Vattenfall, the owner, runs this machine at the moment with cheap RE-power ….wouldn’t there be cheap wind power available the company would be hit by even worse losses.
The value of this brand new plant had been downgraded from € 3 billion (the cost to build it) to € 2 billion only this year.
€ 1 billion losses in the first year, thanks to cheap REs they don’t have to pay for the coal as well ….;)
So there is simply no need for a view fixed on an island system, the international RE-connections serve the European market very well.
And more are being build, so many that the string pullers intervene to have less interconnectors!
Protectionism that is, Spain doesn’t want to connect to Portugal, France not to Portugal, the UK puts down more interconnectors to Ireland and so on.
The shortest strings in the grid are the cheapest and fastest, these would finish the old system straight away.

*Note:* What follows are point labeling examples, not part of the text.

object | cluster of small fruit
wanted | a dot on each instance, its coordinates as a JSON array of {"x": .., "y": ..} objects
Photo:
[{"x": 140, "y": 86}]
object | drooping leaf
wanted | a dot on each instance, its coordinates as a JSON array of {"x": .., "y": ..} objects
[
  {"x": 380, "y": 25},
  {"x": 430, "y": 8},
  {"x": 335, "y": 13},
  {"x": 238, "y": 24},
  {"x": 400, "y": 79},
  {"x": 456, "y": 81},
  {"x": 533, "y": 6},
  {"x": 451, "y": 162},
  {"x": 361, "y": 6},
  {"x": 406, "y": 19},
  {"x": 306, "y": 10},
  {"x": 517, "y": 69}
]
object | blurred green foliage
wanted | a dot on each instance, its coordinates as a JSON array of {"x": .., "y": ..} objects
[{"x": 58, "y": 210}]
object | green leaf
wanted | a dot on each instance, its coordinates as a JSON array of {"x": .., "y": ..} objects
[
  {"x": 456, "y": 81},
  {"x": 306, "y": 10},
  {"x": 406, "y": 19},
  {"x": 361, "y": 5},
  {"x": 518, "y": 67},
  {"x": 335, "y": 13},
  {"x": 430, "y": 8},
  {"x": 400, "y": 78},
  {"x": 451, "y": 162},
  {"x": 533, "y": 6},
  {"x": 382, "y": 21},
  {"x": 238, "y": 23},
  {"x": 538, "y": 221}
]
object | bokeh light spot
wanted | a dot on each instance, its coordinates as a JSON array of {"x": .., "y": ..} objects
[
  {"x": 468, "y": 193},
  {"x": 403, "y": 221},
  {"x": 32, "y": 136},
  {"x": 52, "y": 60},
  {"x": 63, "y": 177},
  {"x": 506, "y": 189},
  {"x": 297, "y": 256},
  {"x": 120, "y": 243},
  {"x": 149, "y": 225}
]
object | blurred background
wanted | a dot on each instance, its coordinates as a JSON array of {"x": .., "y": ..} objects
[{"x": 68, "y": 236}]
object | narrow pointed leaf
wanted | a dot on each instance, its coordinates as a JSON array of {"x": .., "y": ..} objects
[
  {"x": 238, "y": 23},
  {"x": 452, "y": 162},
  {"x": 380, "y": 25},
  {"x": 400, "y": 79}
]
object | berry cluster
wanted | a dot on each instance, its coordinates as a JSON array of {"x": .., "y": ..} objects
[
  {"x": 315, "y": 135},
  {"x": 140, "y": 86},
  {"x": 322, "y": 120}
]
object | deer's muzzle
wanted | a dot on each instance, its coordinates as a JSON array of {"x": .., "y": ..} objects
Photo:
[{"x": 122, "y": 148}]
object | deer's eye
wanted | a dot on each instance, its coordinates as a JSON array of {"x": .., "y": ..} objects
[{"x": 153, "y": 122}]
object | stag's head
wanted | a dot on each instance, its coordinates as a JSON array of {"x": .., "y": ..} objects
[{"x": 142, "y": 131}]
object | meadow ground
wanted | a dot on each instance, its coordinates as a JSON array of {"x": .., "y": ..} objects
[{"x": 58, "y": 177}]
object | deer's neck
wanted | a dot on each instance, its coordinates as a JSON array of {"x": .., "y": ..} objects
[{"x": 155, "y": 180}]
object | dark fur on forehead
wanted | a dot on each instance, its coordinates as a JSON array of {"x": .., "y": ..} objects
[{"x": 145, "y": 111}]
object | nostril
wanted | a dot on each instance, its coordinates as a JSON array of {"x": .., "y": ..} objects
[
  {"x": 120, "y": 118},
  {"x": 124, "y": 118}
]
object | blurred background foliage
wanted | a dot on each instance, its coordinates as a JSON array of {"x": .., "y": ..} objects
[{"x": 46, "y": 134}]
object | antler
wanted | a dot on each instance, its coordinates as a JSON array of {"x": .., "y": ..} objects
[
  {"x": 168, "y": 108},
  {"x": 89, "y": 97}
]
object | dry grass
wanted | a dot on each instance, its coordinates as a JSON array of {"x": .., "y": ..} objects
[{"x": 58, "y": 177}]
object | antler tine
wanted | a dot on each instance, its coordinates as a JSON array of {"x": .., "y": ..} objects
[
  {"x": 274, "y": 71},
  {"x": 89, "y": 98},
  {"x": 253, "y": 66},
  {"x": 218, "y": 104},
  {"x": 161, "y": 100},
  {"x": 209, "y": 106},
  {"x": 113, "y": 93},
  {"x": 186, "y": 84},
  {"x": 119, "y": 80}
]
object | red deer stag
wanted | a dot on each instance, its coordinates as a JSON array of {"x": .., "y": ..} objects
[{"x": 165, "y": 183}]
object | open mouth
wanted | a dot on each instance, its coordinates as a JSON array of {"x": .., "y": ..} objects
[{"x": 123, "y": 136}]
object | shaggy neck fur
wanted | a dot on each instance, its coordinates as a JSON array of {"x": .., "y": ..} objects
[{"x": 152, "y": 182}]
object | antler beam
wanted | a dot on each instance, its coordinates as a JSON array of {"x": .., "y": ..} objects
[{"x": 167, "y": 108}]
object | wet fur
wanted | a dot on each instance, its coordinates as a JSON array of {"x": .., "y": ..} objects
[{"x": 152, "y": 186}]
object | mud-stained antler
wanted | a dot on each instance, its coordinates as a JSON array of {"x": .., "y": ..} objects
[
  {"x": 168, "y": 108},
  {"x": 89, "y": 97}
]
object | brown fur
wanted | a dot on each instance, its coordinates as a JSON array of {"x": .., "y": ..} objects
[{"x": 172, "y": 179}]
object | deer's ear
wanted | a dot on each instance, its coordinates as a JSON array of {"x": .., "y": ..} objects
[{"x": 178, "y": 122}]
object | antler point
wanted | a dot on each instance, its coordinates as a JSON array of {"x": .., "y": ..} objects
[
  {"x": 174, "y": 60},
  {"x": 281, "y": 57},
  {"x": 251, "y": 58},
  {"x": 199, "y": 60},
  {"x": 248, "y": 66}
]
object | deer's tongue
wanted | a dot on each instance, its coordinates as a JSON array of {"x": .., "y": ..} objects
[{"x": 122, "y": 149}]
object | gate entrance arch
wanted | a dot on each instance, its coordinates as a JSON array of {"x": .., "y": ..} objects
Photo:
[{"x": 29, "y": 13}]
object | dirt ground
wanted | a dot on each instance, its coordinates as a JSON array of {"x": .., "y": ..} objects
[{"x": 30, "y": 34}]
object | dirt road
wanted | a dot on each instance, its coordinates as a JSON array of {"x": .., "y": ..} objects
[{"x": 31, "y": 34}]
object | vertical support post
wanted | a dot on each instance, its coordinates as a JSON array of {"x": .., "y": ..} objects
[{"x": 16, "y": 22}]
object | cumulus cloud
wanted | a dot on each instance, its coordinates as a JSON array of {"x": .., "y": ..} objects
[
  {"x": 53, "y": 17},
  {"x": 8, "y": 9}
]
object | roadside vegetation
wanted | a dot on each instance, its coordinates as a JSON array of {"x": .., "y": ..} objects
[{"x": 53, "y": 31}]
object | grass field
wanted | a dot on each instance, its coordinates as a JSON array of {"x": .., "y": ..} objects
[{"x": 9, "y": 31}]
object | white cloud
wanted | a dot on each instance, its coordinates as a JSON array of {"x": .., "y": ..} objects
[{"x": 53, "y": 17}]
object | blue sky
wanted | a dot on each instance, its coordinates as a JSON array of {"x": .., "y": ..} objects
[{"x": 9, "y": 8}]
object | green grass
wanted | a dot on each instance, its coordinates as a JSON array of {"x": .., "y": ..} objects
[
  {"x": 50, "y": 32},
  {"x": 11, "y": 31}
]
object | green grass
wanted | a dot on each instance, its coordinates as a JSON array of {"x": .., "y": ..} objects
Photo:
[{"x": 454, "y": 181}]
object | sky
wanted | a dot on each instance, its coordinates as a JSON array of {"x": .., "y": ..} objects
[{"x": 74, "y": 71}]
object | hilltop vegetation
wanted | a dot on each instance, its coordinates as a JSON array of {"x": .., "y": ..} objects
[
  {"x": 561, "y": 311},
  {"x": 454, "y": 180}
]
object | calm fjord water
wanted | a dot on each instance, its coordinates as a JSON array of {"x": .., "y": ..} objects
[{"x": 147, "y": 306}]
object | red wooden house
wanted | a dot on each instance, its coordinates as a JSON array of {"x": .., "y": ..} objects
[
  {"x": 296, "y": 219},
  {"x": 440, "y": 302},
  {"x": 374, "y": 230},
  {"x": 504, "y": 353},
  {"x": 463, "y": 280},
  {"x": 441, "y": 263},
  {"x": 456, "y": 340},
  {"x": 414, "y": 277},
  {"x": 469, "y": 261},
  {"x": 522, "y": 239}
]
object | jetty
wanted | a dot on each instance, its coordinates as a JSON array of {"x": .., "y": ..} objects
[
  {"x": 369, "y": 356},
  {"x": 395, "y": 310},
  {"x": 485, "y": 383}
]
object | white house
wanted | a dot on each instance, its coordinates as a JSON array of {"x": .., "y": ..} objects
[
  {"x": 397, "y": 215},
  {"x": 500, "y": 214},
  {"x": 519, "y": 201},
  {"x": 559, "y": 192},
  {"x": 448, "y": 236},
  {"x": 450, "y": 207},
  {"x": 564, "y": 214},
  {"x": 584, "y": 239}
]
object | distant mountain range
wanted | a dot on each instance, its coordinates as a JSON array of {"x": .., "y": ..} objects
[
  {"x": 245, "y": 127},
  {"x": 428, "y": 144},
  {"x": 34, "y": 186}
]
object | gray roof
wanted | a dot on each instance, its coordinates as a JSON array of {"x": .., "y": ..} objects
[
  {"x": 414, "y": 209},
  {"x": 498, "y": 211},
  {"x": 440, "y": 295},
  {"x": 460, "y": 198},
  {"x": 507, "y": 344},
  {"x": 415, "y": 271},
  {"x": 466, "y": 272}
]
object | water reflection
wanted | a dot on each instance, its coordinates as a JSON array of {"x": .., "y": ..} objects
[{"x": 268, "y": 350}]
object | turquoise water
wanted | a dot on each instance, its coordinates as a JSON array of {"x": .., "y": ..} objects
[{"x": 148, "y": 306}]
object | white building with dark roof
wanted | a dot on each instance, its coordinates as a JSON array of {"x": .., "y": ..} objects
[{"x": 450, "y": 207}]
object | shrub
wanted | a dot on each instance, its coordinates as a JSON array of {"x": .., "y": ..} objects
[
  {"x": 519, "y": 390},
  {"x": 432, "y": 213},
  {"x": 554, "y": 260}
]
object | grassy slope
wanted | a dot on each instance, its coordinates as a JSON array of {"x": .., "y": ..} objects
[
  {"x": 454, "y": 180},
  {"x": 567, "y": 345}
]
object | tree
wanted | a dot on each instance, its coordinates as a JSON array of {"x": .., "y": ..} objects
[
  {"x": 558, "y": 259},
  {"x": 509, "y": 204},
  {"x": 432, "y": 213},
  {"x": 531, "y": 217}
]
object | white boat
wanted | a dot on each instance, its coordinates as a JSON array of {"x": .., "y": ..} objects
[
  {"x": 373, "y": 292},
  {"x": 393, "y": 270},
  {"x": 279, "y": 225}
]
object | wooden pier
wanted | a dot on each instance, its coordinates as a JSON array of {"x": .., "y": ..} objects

So very long threads are being spun like UK-Iceland, UK-Norway, Germany – Sahara and so on.
The longer it takes to build these interconnectors the more profitable the old system can be.
What if coal plants with CCS are part of the equation?
Power from these coal plants will be more expensive, but comparable to offshore wind power.
So stimulation for offshore wind power, could be replaced with competition between these offshore wind power prices and the elevated fossil with CCS power price.
Some countries will have to adjust their regulations, to allow power users, to own a piece of a shared wind farm and have their power at cost price, 2 to 3 cents EUR.
Because of the low power pice, a piece of a shared wind farms will be a mass consumer product, and half the cost of the energy transition (for the on land wind power part)
Some countries will need to make the paradigm shift to the grid as a real shared resource.
Everyne has to make the shift from buying power to buying generatriong power, as lots of people do already with solar panels.
Windpower is still cheaper and needsmuch less space, so lets lower the cost of energy with shared wind farm.
http://bit.ly/become-a-proud-windfarm-owner
Great! Germany! I appear!
Arigatou! Germany Government! The great change policys are Nuclear, Coal to Renewable Energy!
At the next, considering sustainable policys, and peoples be glad and work!
The repairing minds and actions are key! Arigatou! Now, President Obama directly send WHouse news! So we can talk with Climate Change issues inside!